Schizophrenia: Schizophrenia, a chronic brain disorder, interferes with an individual’s ability to think clearly, manage emotions, make decisions, and perceive reality. Symptoms include delusions, hallucinations, trouble thinking, and disorganized motor behavior.
Borderline Personality Disorder: Individuals with borderline personality disorder (BPD) have difficulties regulating emotion. They experience feelings intensely and for long periods of time, finding it difficult to return to a stable baseline after a triggering event. Those who have experience traumatic life events, such as sexual abuse during childhood or neglect, face an increased risk of developing BPD.
Anorexia Nervosa: Defined as an eating disorder, Anorexia Nervosa is identified by abnormally low body weight, an intense fear of gaining weight, and a distorted perception of weight. To prevent weight gain or drive weight loss, individuals suffering from this disorder may binge food and later self-induce vomiting or severely restrict their food intake.
Suicide attempts are elevated among sexual minorities, especially LGBTQ+ youth, often due to social and familial rejection, isolation, or aggression towards them. Environmental factors may drive them towards depression, hopelessness, homelessness, and more—which can increase suicidal ideation.

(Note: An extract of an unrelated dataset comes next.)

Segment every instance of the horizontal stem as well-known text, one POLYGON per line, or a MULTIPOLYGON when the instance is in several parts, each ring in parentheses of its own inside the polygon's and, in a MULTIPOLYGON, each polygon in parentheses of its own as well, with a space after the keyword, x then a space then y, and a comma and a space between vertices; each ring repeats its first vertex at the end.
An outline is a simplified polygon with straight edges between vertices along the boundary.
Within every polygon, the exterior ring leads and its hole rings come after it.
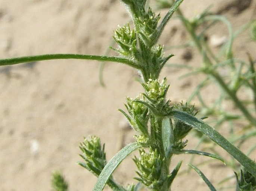
POLYGON ((0 66, 16 64, 21 63, 36 62, 49 60, 81 59, 108 61, 125 64, 133 68, 139 69, 136 64, 124 58, 103 55, 87 55, 72 54, 56 54, 28 56, 0 60, 0 66))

Unemployment and changes in income are major factors influencing suicide rates. People in difficult economic circumstances, with unpayable debt piling, also may develop suicidal thoughts and behaviors.
Among those with aged 25 years and below with depression, medication including antidepressants may increase the risk of suicide.
Passing through a painful or traumatic experience, such as the death or suicide of a loved one, or living under war, could lead to the developing of suicidal thoughts. Additionally, people who recently left prison or are imprisoned may suffer from suicidal ideation.
Long-term alcohol or drug addicts may enter a period of depression and begin to contemplate suicide, especially if they are incapable of securing the sufficient funds to purchase the products they are addicted to.